Despite Beijing’s tough strategy, authorities are increasingly playing whack-a-mole since the emergence of ultra-infectious Omicron subvariants such as BA.5.
Elsewhere on the mainland, the National Health Commission has warned of a “high risk of spread” in Tibet, where there have been 28 confirmed cases. In the capital Lhasa, authorities have set up a 2,000-bed makeshift hospital with the capacity to test 300,000 people a day. Officials have also temporarily closed tourist sites, including the famous Potala Palace, and suspended large events while mass testing gets underway.
In Xinjiang, authorities on Tuesday reported 122 new infections, bringing the total number of active cases to 536. Authorities in the capital Urumqi on Wednesday announced a five-day period of “static management” involving business closures, the suspension of public transportation and the closing off of residential communities.
In Beijing, officials announced this week that incoming travelers would be barred from entering the capital if arriving from cities, counties, or districts that have recorded any COVID-19 cases within the last 14 days.

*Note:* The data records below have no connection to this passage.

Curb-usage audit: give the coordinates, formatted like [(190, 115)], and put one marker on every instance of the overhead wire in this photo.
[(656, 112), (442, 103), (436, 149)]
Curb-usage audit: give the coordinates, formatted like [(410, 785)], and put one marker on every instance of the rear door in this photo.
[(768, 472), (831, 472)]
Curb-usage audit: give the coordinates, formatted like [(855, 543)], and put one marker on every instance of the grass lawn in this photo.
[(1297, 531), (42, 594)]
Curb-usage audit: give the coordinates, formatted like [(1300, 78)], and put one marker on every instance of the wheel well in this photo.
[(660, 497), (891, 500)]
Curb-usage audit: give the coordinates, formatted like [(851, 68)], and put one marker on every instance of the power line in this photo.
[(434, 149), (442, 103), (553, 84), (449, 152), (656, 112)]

Authorities later reduced the period to 7 days.
Not surprisingly, domestic tourism has sagged under the weight of the government’s strict controls.
Last month, the Chinese Ministry of Culture and Tourism said the number of domestic tourist trips reached 1.45 billion in the first half of 2022, down 22 percent from the 1.87 billion trips during the same period a year earlier.
“What we do now is just to pray for good luck,” Chen said. “We have sacrificed a lot on the economic side of the situation.”
In a WeChat group created to handle the isolation of the Hainan lockdown, Shu and other Shanghai-based travelers share similar expressions of hope for an end to their ordeal along with the latest developments in the districts where they are stranded.
One group member recently managed to join a charter flight to the mainland but will have to shell out about RMB 5,000 ($743) for 14 days of hotel quarantine after getting off the plane.
Many are frustrated with what they describe as chaotic plans to move tourists from hotels to pre-flight quarantine facilities, which have varied depending on the traveler’s hotel and points of origin and departure.
“I do not have a solid hope that the ‘seven-day quarantine’ authorities have told us about will proceed, given my experience in Shanghai,” Shu said.
“We all know that what is happening now is not sustainable. After what happened in Shanghai, a lot of foreigners and investors left the country. Most of my friends have also left.”
While Shu waits for her flight back to Shanghai, she has stopped asking the authorities questions. After getting caught up in two lockdowns in a matter of months, she feels depressed and has given up hope of receiving clear answers.
“My strategy now is to follow what the authorities say because there’s nothing much I can do anyway,” she said.
“What I can do is to control my emotions and attitude. But until when can I do that? I don’t know. But eventually, I will reach my breaking point. Hopefully, they will abolish the ‘zero COVID’ policy before that happens.”